If Lloyd’s team had a group of extraordinary men like Gordon Greenidge, Viv Richards, Jeff Dujon, Malcolm Marshall, Michael Holding, Andy Roberts and Joel Garner, Lanning’s side had extraordinary women like Beth Mooney, Healy, Ellyse Perry, Ashleigh Gardner and Megan Schutt. Lanning has also been the best batter of the team.
As Jhulan pointed out, Lanning gave early warnings about her precocious talent with the bat. She was 18 when she scored her maiden international hundred, in her second ODI, at Perth in 2011, against England.
Lanning would go on to make another 14 hundreds in ODI cricket, in which she scored 4,602 runs from 103 matches at an average of 53.51. She played in 132 T20Is, made 3,405 runs (average 36.61, strike rate 116.37) and hit two hundreds and 15 fifties. She featured in only six Tests, because women rarely get to play the most elite of cricket’s formats. She has a Test average of 31.36, with a highest score of 93.
She played some lovely strokes while she made all those thousands of runs. No one in women’s cricket cuts or pulls the way she does. Not many could pace an innings like she could, time after time.
“She is undoubtedly one of the best batters I have ever bowled to,” says Jhulan, who took 355 wickets in an international career spanning over two decades. “Meg would pick your length sooner than most batters, and she was so strong square of the wicket.

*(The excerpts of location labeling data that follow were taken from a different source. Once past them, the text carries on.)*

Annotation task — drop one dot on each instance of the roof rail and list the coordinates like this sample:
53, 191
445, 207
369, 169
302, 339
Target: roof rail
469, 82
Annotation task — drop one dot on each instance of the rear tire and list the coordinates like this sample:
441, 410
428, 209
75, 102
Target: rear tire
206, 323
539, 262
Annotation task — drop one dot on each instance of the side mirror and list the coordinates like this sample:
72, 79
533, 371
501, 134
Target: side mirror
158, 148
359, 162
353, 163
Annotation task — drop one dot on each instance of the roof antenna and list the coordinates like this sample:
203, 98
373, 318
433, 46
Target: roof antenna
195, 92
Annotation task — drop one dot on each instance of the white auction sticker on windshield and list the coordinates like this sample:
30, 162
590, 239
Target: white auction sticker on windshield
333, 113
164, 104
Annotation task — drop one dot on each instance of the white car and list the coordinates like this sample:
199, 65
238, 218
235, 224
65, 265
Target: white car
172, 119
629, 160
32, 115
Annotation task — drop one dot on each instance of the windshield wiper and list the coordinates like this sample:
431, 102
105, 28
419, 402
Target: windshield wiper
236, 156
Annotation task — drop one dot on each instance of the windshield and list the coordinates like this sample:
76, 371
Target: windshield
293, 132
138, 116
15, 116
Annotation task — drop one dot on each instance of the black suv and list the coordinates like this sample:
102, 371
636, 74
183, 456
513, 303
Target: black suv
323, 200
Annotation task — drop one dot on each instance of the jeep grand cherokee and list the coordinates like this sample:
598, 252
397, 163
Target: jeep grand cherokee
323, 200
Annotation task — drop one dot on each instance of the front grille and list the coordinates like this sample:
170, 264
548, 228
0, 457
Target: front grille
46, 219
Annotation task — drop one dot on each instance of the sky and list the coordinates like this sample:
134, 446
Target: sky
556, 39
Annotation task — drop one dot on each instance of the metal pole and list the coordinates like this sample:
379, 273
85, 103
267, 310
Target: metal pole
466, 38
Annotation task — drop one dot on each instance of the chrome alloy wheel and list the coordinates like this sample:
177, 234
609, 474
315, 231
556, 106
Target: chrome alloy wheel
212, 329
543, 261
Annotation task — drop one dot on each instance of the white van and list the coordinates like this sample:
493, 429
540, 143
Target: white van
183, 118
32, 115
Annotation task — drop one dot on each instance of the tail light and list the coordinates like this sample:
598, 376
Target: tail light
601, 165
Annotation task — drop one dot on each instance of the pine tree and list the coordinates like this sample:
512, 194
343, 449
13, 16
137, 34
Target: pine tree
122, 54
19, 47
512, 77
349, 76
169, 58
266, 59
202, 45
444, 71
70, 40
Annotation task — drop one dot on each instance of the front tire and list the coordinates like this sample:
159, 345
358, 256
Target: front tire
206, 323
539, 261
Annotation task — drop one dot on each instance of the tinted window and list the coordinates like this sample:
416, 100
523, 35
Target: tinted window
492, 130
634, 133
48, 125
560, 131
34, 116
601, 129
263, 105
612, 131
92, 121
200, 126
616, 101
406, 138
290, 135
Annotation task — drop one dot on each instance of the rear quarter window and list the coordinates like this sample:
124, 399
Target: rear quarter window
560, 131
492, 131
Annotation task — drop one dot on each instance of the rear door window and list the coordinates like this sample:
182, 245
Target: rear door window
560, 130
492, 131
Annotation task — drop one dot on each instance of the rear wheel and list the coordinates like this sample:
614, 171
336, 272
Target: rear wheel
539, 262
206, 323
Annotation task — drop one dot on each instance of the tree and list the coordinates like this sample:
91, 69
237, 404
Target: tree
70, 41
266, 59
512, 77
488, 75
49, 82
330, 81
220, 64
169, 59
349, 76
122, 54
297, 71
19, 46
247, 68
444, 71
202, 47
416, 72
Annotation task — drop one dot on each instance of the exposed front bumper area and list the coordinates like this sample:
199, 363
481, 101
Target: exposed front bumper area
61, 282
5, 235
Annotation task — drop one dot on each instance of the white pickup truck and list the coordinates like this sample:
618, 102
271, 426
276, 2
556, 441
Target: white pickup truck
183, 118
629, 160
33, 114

She was difficult to bowl to, but I enjoyed the challenge.”
Jhulan also has great respect for Lanning as a captain. “It would not have been easy to lead a team containing so many big stars,” she says. “But she did a great job.”
And she seemed to have enjoyed doing it. “Women’s cricket hasn’t seen a captain like Lanning, and I could only think of another Australian, Belinda Clark, who too was an exceptional leader,” says former India captain Shubhangi Kulkarni. “I was a bit surprised that she has quit international cricket at such a young age.”
But Lanning had taken a six-month break after leading Australia to the Commonwealth gold last year. On her return, she had said that the break had helped her prolong her career. She then withdrew from the Ashes tour due to medical reasons. That meant the final of the T20 World Cup against South Africa at Cape Town in February this year was her last international game.
That was her fourth T20 World Cup victory as a captain. She was also part of World Cup-winning teams in 2012 (T20) and 2013 (ODI). She took over as captain from Jodie Fields in 2014 and formed a solid partnership with Matthew Mott — who joined the team the following year — and went on to build the all-conquering team.
Giving it her all
The inaugural edition of the WPL saw Delhi Capitals benefit from her leadership qualities. She led the franchise to the final and was the leading scorer of the tournament.
“She was one player we were keen to get at the auction and was of course the obvious choice as captain,” says Biju George, the fielding coach at Capitals. “She has been the best captain I have worked with, male or female. Nor have I seen many committed cricketers like her. She would be there at the gym on the match day and would be ready for her early-morning run on the following day.”
Lanning clearly wanted to give her best to whatever she did. She said in Melbourne, “I am not someone who can do things half-in, half-out.”
She never did, as the world has found out, for over a decade.